How to Train Your Own Extraction Model

Even though we already offer extraction models for many different document types, we realise that many work processes involve even more documents. That is why you can now create your own extraction model. You can determine yourself which document types are involved and which contents are to be extracted from them.

At natif.ai, we have many models that extract relevant information from documents such as invoices, receipts, vehicle registration, and delivery notes. For each of these types of documents, our models will extract the specific information needed for further processing, such as tax number, bank account, etc.
However, we understand that your business is not limited to these document types, and that extracting information from other documents will allow you to automate many more business processes.
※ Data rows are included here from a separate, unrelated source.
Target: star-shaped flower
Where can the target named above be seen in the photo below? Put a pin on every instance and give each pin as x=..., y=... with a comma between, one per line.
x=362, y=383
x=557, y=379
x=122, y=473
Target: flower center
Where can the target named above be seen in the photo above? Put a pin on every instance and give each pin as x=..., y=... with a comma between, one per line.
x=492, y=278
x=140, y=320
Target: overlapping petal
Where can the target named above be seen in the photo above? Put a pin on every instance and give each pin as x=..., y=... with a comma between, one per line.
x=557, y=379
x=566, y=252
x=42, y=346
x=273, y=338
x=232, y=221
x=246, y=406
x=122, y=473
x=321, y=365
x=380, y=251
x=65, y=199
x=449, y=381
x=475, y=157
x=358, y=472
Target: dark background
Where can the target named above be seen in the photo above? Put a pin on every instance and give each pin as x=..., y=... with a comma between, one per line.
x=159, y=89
So instead of waiting for us to build a model for every document type – which may or may not include all the fields you want – you can get in the driver’s seat and build your own model!
Our new extraction model creation wizard allows you to build a model that extracts the information you specify from the documents you want. In this post, we’ll walk you through the feature and show you how extracting information from your documents could not be easier!
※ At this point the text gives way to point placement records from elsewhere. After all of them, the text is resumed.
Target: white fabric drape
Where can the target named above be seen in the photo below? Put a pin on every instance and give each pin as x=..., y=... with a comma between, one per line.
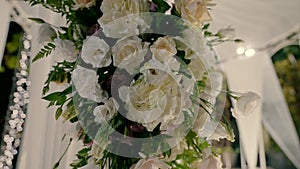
x=42, y=143
x=277, y=118
x=245, y=75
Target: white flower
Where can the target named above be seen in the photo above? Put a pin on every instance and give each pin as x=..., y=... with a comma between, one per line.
x=46, y=32
x=163, y=48
x=214, y=130
x=129, y=53
x=95, y=52
x=197, y=68
x=213, y=84
x=210, y=162
x=106, y=111
x=150, y=163
x=79, y=4
x=246, y=104
x=65, y=49
x=193, y=10
x=86, y=84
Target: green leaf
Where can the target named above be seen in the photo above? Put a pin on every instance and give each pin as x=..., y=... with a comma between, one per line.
x=206, y=26
x=52, y=97
x=37, y=20
x=56, y=165
x=238, y=41
x=45, y=51
x=58, y=113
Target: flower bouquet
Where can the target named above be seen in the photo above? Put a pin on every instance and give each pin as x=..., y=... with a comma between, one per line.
x=142, y=81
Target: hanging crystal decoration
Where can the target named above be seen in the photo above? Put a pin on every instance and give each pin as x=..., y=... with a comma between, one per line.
x=16, y=113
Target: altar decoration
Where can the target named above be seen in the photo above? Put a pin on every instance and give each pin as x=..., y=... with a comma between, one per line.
x=142, y=82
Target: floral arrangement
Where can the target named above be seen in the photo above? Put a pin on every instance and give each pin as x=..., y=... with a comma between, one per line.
x=142, y=81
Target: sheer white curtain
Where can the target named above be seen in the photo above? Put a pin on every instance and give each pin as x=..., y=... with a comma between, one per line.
x=42, y=143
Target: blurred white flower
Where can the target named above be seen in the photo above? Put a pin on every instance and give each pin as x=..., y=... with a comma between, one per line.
x=163, y=48
x=193, y=10
x=215, y=130
x=227, y=33
x=210, y=162
x=65, y=49
x=150, y=163
x=105, y=111
x=86, y=84
x=129, y=53
x=246, y=104
x=95, y=51
x=46, y=33
x=79, y=4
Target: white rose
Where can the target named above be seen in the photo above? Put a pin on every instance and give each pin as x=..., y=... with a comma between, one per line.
x=129, y=53
x=150, y=163
x=153, y=103
x=95, y=52
x=86, y=84
x=163, y=48
x=197, y=68
x=213, y=130
x=194, y=11
x=46, y=32
x=105, y=111
x=213, y=85
x=65, y=49
x=246, y=104
x=79, y=4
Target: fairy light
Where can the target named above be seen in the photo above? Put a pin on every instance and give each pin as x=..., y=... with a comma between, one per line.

1. Give your model a personality

Distinguish your model from the other APIs on your hub. You can specify the model name, a description, and an image.

2. Define the criteria

Firstly, you need to define a few criteria so that the AI gets to know your documents better. This way, the AI knows exactly which tasks it should perform and which conditions the documents fulfil.

To do this, specify whether your documents have already been cut to size or whether the AI should still cut them (this is usually the case with scans). The AI would also like to know whether it should process printed or handwritten text and what language your documents are in.
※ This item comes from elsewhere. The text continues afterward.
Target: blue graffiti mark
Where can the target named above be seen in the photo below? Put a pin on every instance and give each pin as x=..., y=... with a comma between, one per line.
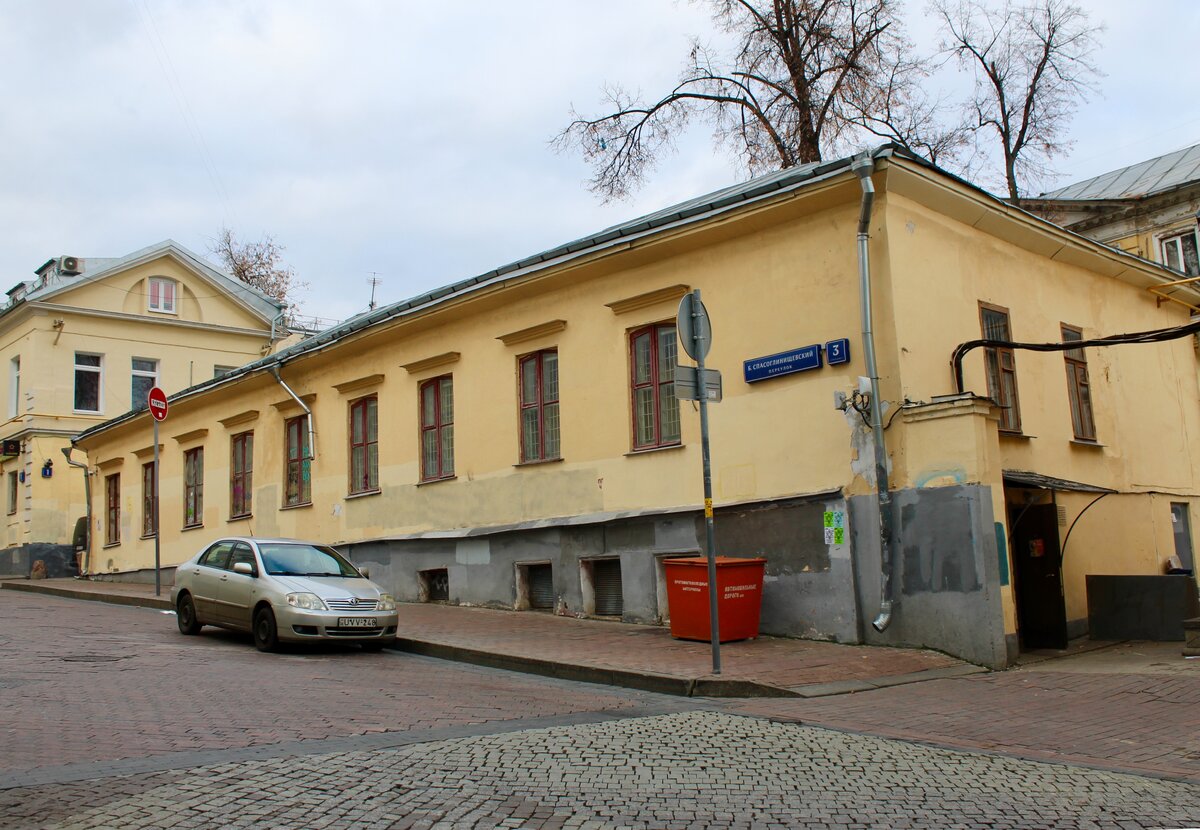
x=957, y=475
3. Specify which fields you want to extract

Tell the model what kind of information you want to extract. Give each field a name and specify its type (i.e., is it a text? a number? a date? an identifier?). The meaning of each type is further explained on the left, as shown in the screenshot.

3. Upload your documents

Ideally, upload multiple documents for each template you receive regularly. If your documents are very diverse and look different every time, you can also upload them without assigning a known template and the AI will learn to generalize across all layouts.
If you upload files template by template, we will make sure that you annotate template by template to achieve the highest possible annotation consistency. Always make sure you upload enough documents for the model to learn as much as you want it to learn, especially if you upload examples without a template!

4. Annotate your documents

Our annotation tool captures all the text in your documents using high-quality optical character recognition (OCR). All you need to do next is assign the appropriate labels to each word/phrase. Simply select the entity from the list on the left, then select the words that represent that entity on the right. You will be greeted by a tutorial pop-up that will show you how to efficiently navigate the annotation tool.
When you are finished annotating the current document, save and move on to the next document until you have finished annotating all of your uploaded documents.

5. Train your model

This is the final step where you click ‘train now’ and wait for the model to train on your annotated files. However, you can already start integrating the API. You will see the results as soon as the model has finished training – we will then send you an email.
That’s how you train your own extraction model on any type of document! You can also test the trained model in the Live Interface, in which you will see the list of extracted entities. You can simply click an entity and an arrow to its all instances will appear.